I was impressed.  I think McKay really does a great job of crossing the line between literary fiction and women's fiction.  I'm not sure I can squarely put her in either category, which is a positive thing in my opinion.  Too often literary fiction addresses ideas and neglects the story; conversely, women's fiction addresses the story and neglects the ideas.  I also think women's fiction can be too easily placed in a box that has limited appeal.  While I think this book will primarily appeal to women, I think it's something that can be read and enjoyed by men as well.  As far as quality goes, absolutely no issues.

Entertainment Value
Oh man.  I read it in two sittings, even though it's a fairly dense book, in terms of length as well as depth.  It was just absolutely engrossing.  I loved Moth so much.  She's a very young heroine and, due to her chosen profession, it's easy to forget that, but McKay does a great job of reminding the reader at times just how young Moth is.  It's a fascinating and heartbreaking story and I don't think McKay resorts to sentimentality to get her points across. 

I highly recommend giving this one a try.  It's deep, but accessible and absolutely fascinating.  Moth is a wonderful character.  My only dislike were the bits of information inserted into the story by Dr. Sadie.  Most of them were historical notes and I didn't really think they contributed much to the story, even in terms of cultural and historical relevance.  If the author describes a dress, for example, I don't need an additional side note with a more in-depth description of the dress.  Those were easily avoided though and the rest of the story completely made up for it.  Definitely give this one a try.

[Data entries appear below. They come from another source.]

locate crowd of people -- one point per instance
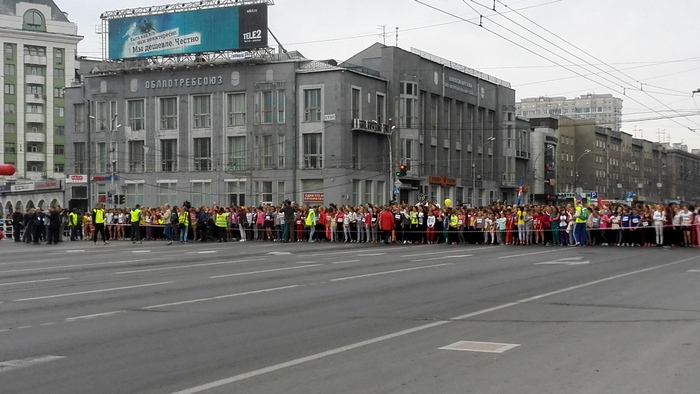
(575, 224)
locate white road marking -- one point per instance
(317, 356)
(442, 258)
(71, 266)
(32, 281)
(185, 266)
(93, 291)
(27, 362)
(263, 272)
(390, 272)
(530, 254)
(219, 297)
(346, 262)
(96, 315)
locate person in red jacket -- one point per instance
(386, 224)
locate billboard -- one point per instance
(207, 30)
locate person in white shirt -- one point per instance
(659, 218)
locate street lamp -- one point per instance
(534, 164)
(587, 151)
(488, 140)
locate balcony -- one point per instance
(35, 80)
(369, 126)
(34, 59)
(34, 99)
(35, 118)
(35, 137)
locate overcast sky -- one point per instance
(644, 51)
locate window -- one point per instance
(407, 105)
(267, 152)
(280, 151)
(167, 193)
(202, 154)
(236, 153)
(355, 103)
(368, 192)
(168, 113)
(281, 106)
(381, 108)
(58, 56)
(201, 193)
(267, 107)
(236, 109)
(136, 119)
(202, 111)
(79, 111)
(101, 116)
(33, 20)
(235, 193)
(79, 148)
(35, 109)
(133, 194)
(312, 105)
(168, 150)
(263, 192)
(136, 156)
(9, 52)
(102, 157)
(313, 150)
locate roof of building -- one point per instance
(9, 7)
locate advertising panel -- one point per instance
(206, 30)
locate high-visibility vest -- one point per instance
(220, 220)
(98, 216)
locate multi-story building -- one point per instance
(263, 130)
(39, 46)
(604, 109)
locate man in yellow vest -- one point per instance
(98, 220)
(220, 225)
(136, 224)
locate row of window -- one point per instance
(270, 155)
(11, 108)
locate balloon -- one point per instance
(7, 169)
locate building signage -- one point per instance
(47, 185)
(76, 179)
(442, 181)
(175, 33)
(22, 188)
(313, 197)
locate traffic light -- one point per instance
(402, 170)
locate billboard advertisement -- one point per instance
(206, 30)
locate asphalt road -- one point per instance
(347, 318)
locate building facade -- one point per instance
(38, 61)
(604, 109)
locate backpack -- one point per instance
(584, 213)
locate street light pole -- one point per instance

A big thank you to TLC for including me on this tour.  You can click here to see a full list of blogs participating



  1. This sounds absolutely fabulous!! I MUST read it. Your description of it reminds me of Cutting for Stone.. dense in length and depth but still engrossing. I'm adding it to the top of my to-read list!

  2. Moth certainly has an unusual name, but then again many of the literary characters that I really love have unusual names as well. Sounds like Moth will find a place in my heart!

    Thanks for being on the tour.

  3. This sounds incredibly interesting. I'm definitely adding it to the list! Thanks!